Forgotten Book - Death and Transfiguration

One of the reasons that Patti Abbott’s series of Forgotten Books appeals to me is that it offers a chance not only to come up with ‘hidden gems’ of the genre, but also, quite often, with authors who have slipped off the radar but who do not deserve such a fate.

In that list, I’d include Stephen Murray, creator of DCI Alec Stainton, and author of, by my count, seven crime novels, of which the last to be published was Death and Transfiguration, which appeared in 1994. I’d hazard a guess that most readers of this blog are not familiar with Murray’s name, but when I started out in crime writing, he was already becoming established as one of the youngest and most promising writers whose work came out under the legendary imprint of Collins Crime Club. He is much the same age as me, but struck me as likely to be more of a high flier, and he’d taken the courageous step of giving up his day job as a surveyor to write full-time. I was never brave enough to do the same and give up the law, but I got to know Stephen and his family (the Muirray surname was a pseudonym), and we met quite often at events organised by the northern chapter of the Crime Writers’ Association.

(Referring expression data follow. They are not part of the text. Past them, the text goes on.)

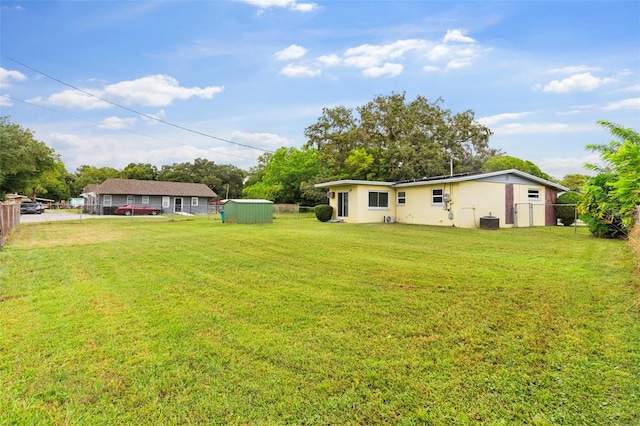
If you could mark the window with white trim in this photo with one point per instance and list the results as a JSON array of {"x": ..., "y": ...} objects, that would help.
[
  {"x": 402, "y": 198},
  {"x": 533, "y": 194},
  {"x": 437, "y": 197},
  {"x": 378, "y": 199}
]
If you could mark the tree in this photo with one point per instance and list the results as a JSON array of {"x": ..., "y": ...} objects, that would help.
[
  {"x": 222, "y": 179},
  {"x": 23, "y": 159},
  {"x": 574, "y": 182},
  {"x": 566, "y": 208},
  {"x": 390, "y": 138},
  {"x": 279, "y": 176},
  {"x": 86, "y": 175},
  {"x": 506, "y": 162},
  {"x": 611, "y": 198},
  {"x": 54, "y": 183},
  {"x": 140, "y": 171}
]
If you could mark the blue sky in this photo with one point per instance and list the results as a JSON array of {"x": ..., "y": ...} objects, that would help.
[{"x": 258, "y": 72}]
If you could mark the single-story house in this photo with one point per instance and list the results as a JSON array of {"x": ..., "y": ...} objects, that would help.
[
  {"x": 171, "y": 197},
  {"x": 515, "y": 198},
  {"x": 15, "y": 198}
]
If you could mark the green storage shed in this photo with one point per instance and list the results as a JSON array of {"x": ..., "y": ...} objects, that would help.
[{"x": 248, "y": 211}]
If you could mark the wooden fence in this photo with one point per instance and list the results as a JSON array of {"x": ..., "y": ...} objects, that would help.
[{"x": 9, "y": 220}]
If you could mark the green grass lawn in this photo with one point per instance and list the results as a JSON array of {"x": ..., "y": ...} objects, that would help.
[{"x": 153, "y": 321}]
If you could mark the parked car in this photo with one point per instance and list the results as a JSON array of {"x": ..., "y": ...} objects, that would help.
[
  {"x": 31, "y": 207},
  {"x": 129, "y": 209}
]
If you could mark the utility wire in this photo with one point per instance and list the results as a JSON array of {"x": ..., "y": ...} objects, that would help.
[
  {"x": 137, "y": 112},
  {"x": 124, "y": 130}
]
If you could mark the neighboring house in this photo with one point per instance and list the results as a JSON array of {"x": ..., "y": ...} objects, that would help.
[
  {"x": 171, "y": 197},
  {"x": 15, "y": 198},
  {"x": 516, "y": 198}
]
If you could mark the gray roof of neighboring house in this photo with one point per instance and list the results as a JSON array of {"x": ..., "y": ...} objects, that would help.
[
  {"x": 248, "y": 201},
  {"x": 152, "y": 187}
]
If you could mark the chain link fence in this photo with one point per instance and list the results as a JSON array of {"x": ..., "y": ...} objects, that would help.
[{"x": 9, "y": 220}]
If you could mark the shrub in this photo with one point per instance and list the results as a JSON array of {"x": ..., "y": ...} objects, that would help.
[
  {"x": 324, "y": 212},
  {"x": 567, "y": 214}
]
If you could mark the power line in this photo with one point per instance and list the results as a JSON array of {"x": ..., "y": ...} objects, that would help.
[
  {"x": 137, "y": 112},
  {"x": 123, "y": 130}
]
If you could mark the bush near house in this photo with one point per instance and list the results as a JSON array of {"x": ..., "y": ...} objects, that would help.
[
  {"x": 324, "y": 212},
  {"x": 567, "y": 213}
]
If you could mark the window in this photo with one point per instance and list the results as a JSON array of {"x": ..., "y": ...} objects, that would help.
[
  {"x": 402, "y": 198},
  {"x": 378, "y": 199},
  {"x": 436, "y": 196}
]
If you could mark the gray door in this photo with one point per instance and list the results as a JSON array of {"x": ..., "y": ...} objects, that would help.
[{"x": 343, "y": 204}]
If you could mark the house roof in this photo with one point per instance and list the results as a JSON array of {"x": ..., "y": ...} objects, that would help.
[
  {"x": 152, "y": 187},
  {"x": 348, "y": 182},
  {"x": 449, "y": 179},
  {"x": 249, "y": 201}
]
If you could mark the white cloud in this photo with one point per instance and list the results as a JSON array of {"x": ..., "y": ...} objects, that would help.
[
  {"x": 584, "y": 82},
  {"x": 386, "y": 69},
  {"x": 539, "y": 128},
  {"x": 75, "y": 99},
  {"x": 292, "y": 52},
  {"x": 369, "y": 56},
  {"x": 286, "y": 4},
  {"x": 293, "y": 70},
  {"x": 8, "y": 77},
  {"x": 268, "y": 141},
  {"x": 387, "y": 59},
  {"x": 430, "y": 68},
  {"x": 159, "y": 116},
  {"x": 329, "y": 60},
  {"x": 560, "y": 167},
  {"x": 634, "y": 88},
  {"x": 571, "y": 69},
  {"x": 5, "y": 101},
  {"x": 457, "y": 36},
  {"x": 155, "y": 90},
  {"x": 458, "y": 63},
  {"x": 117, "y": 123},
  {"x": 632, "y": 103},
  {"x": 499, "y": 118}
]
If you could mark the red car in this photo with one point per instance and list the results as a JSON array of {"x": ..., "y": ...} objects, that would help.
[{"x": 129, "y": 209}]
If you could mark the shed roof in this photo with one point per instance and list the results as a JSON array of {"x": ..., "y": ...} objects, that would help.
[{"x": 153, "y": 187}]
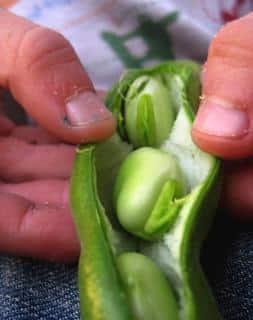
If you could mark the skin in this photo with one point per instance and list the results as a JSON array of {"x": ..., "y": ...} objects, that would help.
[
  {"x": 228, "y": 103},
  {"x": 42, "y": 75},
  {"x": 35, "y": 218}
]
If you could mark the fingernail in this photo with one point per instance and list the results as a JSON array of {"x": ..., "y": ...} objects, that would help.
[
  {"x": 86, "y": 108},
  {"x": 221, "y": 120}
]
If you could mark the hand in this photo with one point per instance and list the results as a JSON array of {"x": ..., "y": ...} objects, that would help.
[
  {"x": 45, "y": 76},
  {"x": 224, "y": 124}
]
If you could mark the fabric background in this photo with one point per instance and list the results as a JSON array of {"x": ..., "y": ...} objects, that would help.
[{"x": 126, "y": 33}]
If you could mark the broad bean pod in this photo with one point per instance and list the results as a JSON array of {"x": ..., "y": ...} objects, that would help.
[{"x": 143, "y": 202}]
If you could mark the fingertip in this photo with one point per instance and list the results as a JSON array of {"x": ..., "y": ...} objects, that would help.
[{"x": 223, "y": 130}]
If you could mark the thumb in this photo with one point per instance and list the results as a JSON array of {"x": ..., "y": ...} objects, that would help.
[
  {"x": 45, "y": 76},
  {"x": 224, "y": 123}
]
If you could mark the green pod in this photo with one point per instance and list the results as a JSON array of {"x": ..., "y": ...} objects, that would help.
[
  {"x": 150, "y": 294},
  {"x": 175, "y": 223},
  {"x": 101, "y": 293},
  {"x": 148, "y": 112},
  {"x": 147, "y": 188}
]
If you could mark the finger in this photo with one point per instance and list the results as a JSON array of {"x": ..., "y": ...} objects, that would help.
[
  {"x": 50, "y": 191},
  {"x": 237, "y": 194},
  {"x": 6, "y": 125},
  {"x": 224, "y": 124},
  {"x": 20, "y": 161},
  {"x": 40, "y": 231},
  {"x": 44, "y": 74},
  {"x": 33, "y": 135}
]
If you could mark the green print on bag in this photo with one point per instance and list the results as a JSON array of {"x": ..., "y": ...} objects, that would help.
[
  {"x": 159, "y": 48},
  {"x": 143, "y": 203}
]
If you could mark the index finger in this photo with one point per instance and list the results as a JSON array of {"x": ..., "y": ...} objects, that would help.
[{"x": 44, "y": 74}]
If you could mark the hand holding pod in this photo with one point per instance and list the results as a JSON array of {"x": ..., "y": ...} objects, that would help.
[{"x": 170, "y": 217}]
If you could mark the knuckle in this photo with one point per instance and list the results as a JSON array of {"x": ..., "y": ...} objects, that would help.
[{"x": 42, "y": 48}]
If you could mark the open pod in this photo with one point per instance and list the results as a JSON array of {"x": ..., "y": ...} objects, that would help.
[{"x": 143, "y": 202}]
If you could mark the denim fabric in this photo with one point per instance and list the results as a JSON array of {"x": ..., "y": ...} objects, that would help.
[
  {"x": 32, "y": 290},
  {"x": 228, "y": 263}
]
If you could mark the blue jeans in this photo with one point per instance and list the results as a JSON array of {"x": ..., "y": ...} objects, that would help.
[{"x": 32, "y": 290}]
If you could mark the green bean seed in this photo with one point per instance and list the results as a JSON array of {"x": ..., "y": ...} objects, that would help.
[
  {"x": 148, "y": 290},
  {"x": 148, "y": 114},
  {"x": 146, "y": 174}
]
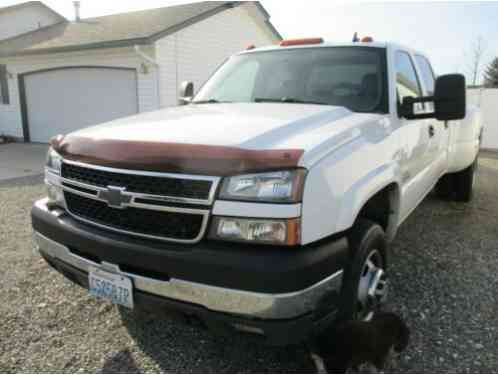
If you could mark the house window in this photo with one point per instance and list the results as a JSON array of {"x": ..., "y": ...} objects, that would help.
[{"x": 4, "y": 85}]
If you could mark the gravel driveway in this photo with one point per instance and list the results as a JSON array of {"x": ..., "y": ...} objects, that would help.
[{"x": 444, "y": 282}]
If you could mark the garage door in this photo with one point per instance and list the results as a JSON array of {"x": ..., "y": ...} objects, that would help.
[{"x": 64, "y": 100}]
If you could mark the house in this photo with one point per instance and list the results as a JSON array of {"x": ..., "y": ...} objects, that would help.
[{"x": 65, "y": 75}]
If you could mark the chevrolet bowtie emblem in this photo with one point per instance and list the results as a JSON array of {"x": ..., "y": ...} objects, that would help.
[{"x": 114, "y": 197}]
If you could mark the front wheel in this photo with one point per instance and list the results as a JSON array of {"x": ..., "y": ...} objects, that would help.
[{"x": 365, "y": 283}]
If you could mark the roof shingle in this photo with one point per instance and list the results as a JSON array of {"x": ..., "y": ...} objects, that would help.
[{"x": 112, "y": 31}]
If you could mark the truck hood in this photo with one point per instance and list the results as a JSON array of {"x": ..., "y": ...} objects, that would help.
[{"x": 244, "y": 131}]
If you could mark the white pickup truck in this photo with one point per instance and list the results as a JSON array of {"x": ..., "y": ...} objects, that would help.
[{"x": 265, "y": 205}]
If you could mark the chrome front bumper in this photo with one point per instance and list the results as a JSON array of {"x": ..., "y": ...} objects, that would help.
[{"x": 255, "y": 305}]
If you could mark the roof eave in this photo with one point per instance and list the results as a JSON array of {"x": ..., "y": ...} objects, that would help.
[{"x": 79, "y": 47}]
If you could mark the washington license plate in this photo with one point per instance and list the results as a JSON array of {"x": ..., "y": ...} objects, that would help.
[{"x": 110, "y": 286}]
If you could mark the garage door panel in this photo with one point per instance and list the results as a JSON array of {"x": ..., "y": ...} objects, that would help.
[{"x": 64, "y": 100}]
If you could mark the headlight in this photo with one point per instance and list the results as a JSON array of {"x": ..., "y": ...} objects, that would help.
[
  {"x": 282, "y": 186},
  {"x": 54, "y": 161},
  {"x": 52, "y": 178},
  {"x": 264, "y": 231}
]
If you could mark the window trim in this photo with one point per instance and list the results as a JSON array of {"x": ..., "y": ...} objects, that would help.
[
  {"x": 4, "y": 85},
  {"x": 414, "y": 66}
]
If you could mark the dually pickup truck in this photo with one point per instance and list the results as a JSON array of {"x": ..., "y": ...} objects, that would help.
[{"x": 266, "y": 204}]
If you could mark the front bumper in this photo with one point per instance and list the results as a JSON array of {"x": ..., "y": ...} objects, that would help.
[{"x": 255, "y": 286}]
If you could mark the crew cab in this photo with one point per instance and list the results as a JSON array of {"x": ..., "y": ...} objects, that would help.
[{"x": 265, "y": 203}]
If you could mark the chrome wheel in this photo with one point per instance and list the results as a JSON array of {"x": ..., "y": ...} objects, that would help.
[{"x": 373, "y": 287}]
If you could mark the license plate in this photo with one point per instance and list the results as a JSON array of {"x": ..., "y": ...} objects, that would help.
[{"x": 110, "y": 286}]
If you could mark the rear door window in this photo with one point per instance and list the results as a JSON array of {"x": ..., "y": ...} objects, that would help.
[{"x": 427, "y": 74}]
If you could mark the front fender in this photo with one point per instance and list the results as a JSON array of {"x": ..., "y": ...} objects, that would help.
[{"x": 337, "y": 188}]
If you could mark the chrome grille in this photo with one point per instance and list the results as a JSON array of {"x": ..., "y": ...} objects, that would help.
[{"x": 162, "y": 206}]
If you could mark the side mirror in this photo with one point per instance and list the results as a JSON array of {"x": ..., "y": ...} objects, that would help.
[
  {"x": 449, "y": 100},
  {"x": 185, "y": 93}
]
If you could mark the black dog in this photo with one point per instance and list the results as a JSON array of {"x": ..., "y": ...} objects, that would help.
[{"x": 354, "y": 343}]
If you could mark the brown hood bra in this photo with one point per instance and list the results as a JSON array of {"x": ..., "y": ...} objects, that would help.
[{"x": 173, "y": 157}]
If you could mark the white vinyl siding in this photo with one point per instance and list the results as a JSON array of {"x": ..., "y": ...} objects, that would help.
[
  {"x": 10, "y": 115},
  {"x": 193, "y": 54}
]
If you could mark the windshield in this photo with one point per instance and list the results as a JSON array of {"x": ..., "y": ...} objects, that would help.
[{"x": 352, "y": 77}]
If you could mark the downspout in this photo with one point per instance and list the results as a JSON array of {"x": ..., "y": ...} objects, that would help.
[{"x": 153, "y": 62}]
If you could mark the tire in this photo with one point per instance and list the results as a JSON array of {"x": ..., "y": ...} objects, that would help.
[
  {"x": 367, "y": 243},
  {"x": 463, "y": 183}
]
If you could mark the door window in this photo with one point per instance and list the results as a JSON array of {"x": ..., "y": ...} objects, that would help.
[{"x": 427, "y": 74}]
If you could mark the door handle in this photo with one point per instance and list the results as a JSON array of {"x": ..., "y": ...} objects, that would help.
[{"x": 432, "y": 131}]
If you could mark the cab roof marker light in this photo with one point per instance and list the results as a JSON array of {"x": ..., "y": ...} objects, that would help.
[{"x": 300, "y": 42}]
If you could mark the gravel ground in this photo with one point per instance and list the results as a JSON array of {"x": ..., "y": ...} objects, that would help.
[{"x": 443, "y": 270}]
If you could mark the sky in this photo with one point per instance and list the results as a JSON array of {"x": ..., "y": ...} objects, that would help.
[{"x": 445, "y": 31}]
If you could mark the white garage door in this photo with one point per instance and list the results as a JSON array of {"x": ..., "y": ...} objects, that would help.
[{"x": 64, "y": 100}]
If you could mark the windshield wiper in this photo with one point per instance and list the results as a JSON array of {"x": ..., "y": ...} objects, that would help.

All the Murray books are solid, literate, readable mysteries, and Stainton is a likeable fellow, if not someone to set the pulse racing too fast. Death and Transfiguration was, I felt at the time, Murray’s best book, not least because DS Liz Pink played a prominent role, and she was a character of great potential.

In this book, a philanderer called Crossland goes missing, having abandoned his car on Stainton’s turf. Meanwhile, a serial killer called the Carver is wreaking havoc. Suspicions grow that Crossland and the Carver are one and the same.

Regrettably, this was the last crime novel that Stephen Murray had published. The Crime Club imprint disappeared, and he seems to have found it difficult to stay in the game. I included a very good short story he wrote, ‘Landfall’, in a CWA anthology called Crime on the Move, in the hope this would attract publishers to his writing, but so far it doesn’t seem to have happened.

A pity. He is a good writer, and his books, in particular Death and Transfiguration, should not be forgotten. Fifteen years ago, he kindly inscribed my copy of the book ‘To another rising star’. I still hope that Stephen’s star will rise again in the crime firmament.


David Cranmer said...

Thanks for bringing Stephen Murray to our attention. The list of writers who slip into obscurity is staggering and sad. DEATH AND TRANSFIGURATION sounds like a great read.

pattinase (abbott) said...

I'll have to check and see if this series is available here. Some just never get across the water.